I create dynamic link and I want to send some specific parameter, like: "https://mydynamiclink/?link=" + link + "&msgid=" + id + "&apn=myapn". link field looks like "https://play.google.com/store/apps/details/?id=com.myApp&msgid=myId&apn=myapn"

When I open my app after taping on this link - I receive PendingDynamicLinkData and can get link from it, but not some custom data. (pendingDynamicLinkData.getLink() returns my link without "&msgid=..." - I'm getting string "https://play.google.com/store/apps/details/?id=com.myApp")

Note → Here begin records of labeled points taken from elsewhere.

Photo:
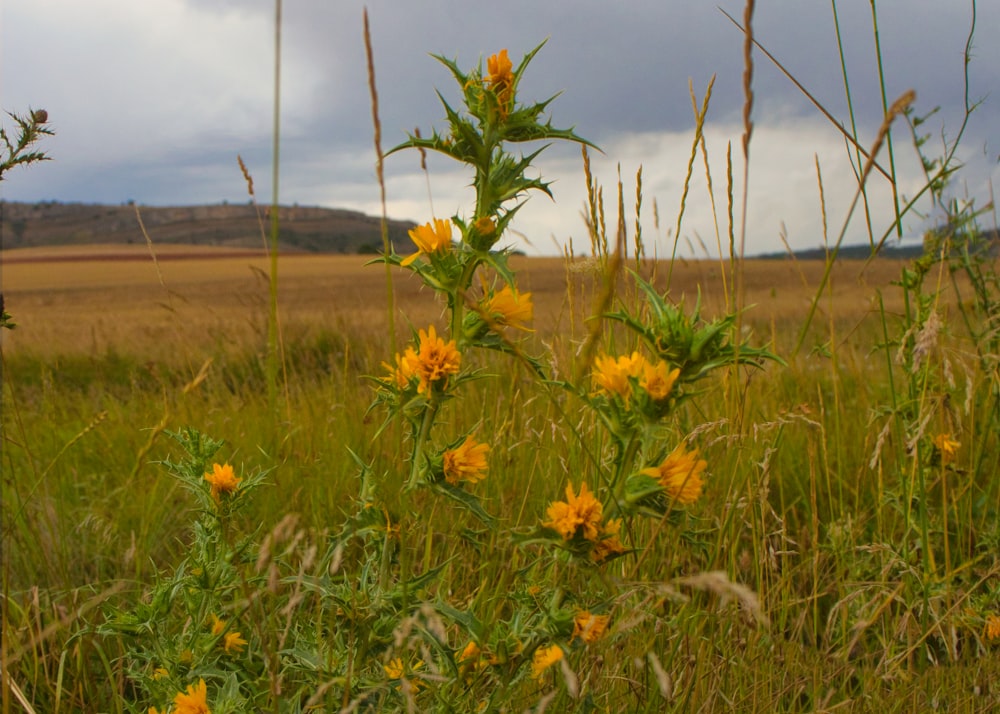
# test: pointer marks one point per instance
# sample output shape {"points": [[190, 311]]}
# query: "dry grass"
{"points": [[66, 304]]}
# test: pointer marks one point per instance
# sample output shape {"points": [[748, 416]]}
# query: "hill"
{"points": [[304, 228]]}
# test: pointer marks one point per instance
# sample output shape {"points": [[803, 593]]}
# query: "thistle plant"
{"points": [[17, 149], [193, 625], [492, 117], [431, 370]]}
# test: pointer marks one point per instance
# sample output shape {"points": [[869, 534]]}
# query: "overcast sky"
{"points": [[153, 100]]}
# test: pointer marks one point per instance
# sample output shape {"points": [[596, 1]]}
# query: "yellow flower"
{"points": [[544, 658], [612, 375], [610, 544], [589, 627], [233, 642], [501, 78], [434, 237], [467, 462], [195, 701], [658, 380], [578, 514], [218, 626], [680, 474], [947, 447], [471, 651], [434, 360], [992, 629], [510, 307], [394, 670], [223, 480]]}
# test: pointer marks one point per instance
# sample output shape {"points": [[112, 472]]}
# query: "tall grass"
{"points": [[842, 553]]}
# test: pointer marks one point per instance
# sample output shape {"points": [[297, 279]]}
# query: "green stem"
{"points": [[624, 460], [421, 436]]}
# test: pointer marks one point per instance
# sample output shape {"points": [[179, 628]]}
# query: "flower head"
{"points": [[195, 701], [946, 447], [434, 237], [612, 375], [589, 627], [508, 306], [577, 515], [658, 380], [223, 481], [680, 474], [544, 658], [218, 626], [501, 76], [394, 669], [471, 652], [610, 543], [434, 359], [233, 642], [992, 629], [466, 462]]}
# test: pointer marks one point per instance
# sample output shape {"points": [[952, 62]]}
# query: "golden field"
{"points": [[98, 298]]}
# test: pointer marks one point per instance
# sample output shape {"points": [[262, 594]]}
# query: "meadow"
{"points": [[463, 480]]}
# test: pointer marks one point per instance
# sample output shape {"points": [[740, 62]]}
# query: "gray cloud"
{"points": [[154, 100]]}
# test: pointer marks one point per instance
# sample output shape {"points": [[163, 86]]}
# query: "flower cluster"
{"points": [[429, 364], [509, 307], [193, 701], [680, 475], [431, 239], [466, 462], [589, 627], [223, 481], [544, 658], [619, 377], [578, 518]]}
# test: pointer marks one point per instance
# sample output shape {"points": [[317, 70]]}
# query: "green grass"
{"points": [[841, 556]]}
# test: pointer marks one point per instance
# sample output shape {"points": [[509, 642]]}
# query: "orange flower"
{"points": [[434, 237], [466, 462], [434, 360], [501, 77], [610, 543], [588, 627], [578, 514], [510, 307], [612, 375], [195, 701], [680, 474], [471, 652], [223, 480], [544, 658], [233, 642], [992, 629], [218, 626]]}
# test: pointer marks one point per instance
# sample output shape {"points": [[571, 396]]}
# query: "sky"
{"points": [[153, 101]]}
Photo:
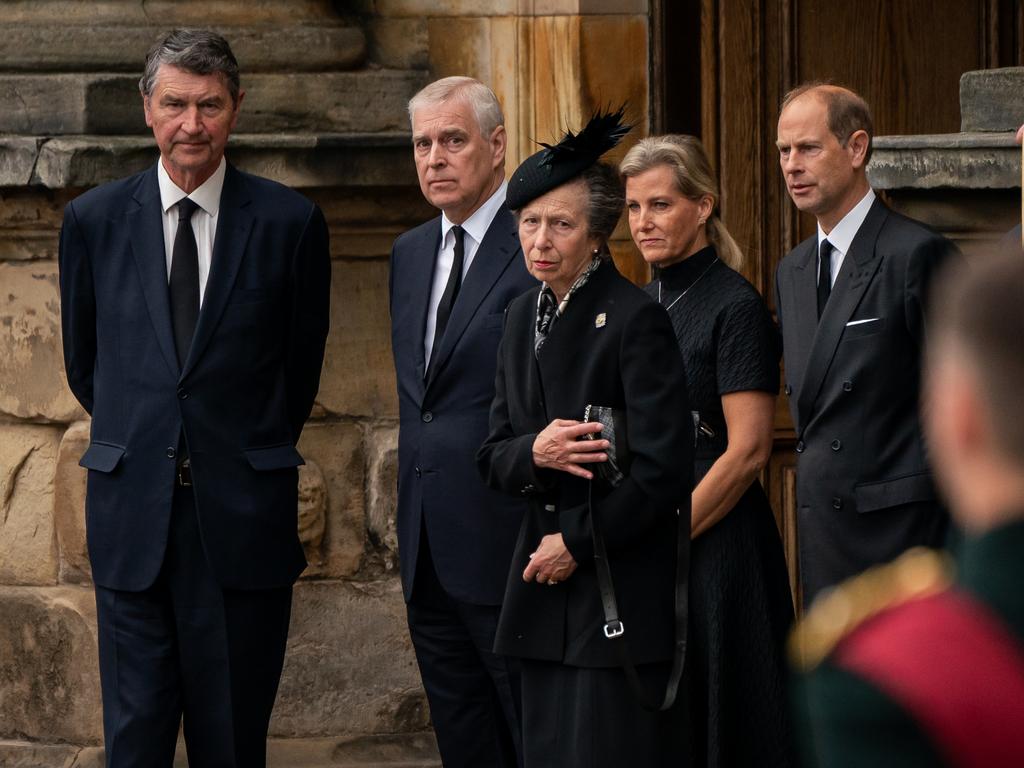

How can I add my msgid field and get it after all?

Hopefully answered 23/10, 2018 at 7:36 Comment(0)
H
4

I've found solution

String query = "";
try {
    query = URLEncoder.encode(String.format("&%1s=%2s", "msgid", id), "UTF-8");
} catch (UnsupportedEncodingException e) {
    e.printStackTrace();
}

final String link = "https://play.google.com/store/apps/details/?id=com.myApp" + query;

After such encoding pendingDynamicLinkData.getLink() returns me https://play.google.com/store/apps/details/?id=com.myApp&msgid=myId

Hopefully answered 30/10, 2018 at 7:55 Comment(2)
This is my solution for sending/receiving parameters using long url https://mcmap.net/q/1017713/-add-parameter-to-firebase-dynamic-linksStrenuous
As I've written, pendingDynamicLinkData.getLink() doesn't work for me.Hopefully
G
5

Accepted answer didn't work out fine for me, all i needed to do was check if the link was for a user's profile and not a blog post, so i can redirect to my ProfileActivity instead.

private void generateDynamicLink() {
    //build link normally and add queries like a normal href link would
    String permLink = getLink() + "?route=profile&name=" + getProfileName()
            + "&category=" + getUserPracticeCategory()
            + "&picture=" + getProfilePicture();

    FirebaseDynamicLinks.getInstance().createDynamicLink()
            .setLink(Uri.parse(permLink))
            .setDynamicLinkDomain(Constants.DYNAMIC_LINK_DOMAIN)
            .setAndroidParameters(new 
    DynamicLink.AndroidParameters.Builder().build())
            .setSocialMetaTagParameters(
                    new DynamicLink.SocialMetaTagParameters.Builder()
                            .setTitle("Enter Title")
                            .setDescription("Enter Desc here")
                            .setImageUrl(Uri.parse(getProfilePicture()))
                            .build())
            .buildShortDynamicLink()
            .addOnCompleteListener(this, task -> {
                if (task.isSuccessful()) {
                    Intent intent = new Intent();
                    intent.setAction(Intent.ACTION_SEND);
                    intent.putExtra(Intent.EXTRA_TEXT,task.getResult().getShortLink());
                    intent.setType("text/plain");
                    startActivity(intent);
                } else {
                    Utils.snackBar(tvAddress, "Failed to Generate Profile Link, Try 
Again");
                }
            });
}

and when a user navigates into my app using the generated link, it goes to a post detail activity, because i made that activity the only browsable activity in my manifest. i then have to use the route query to determine if the incoming link is a blog post or a shared user profile.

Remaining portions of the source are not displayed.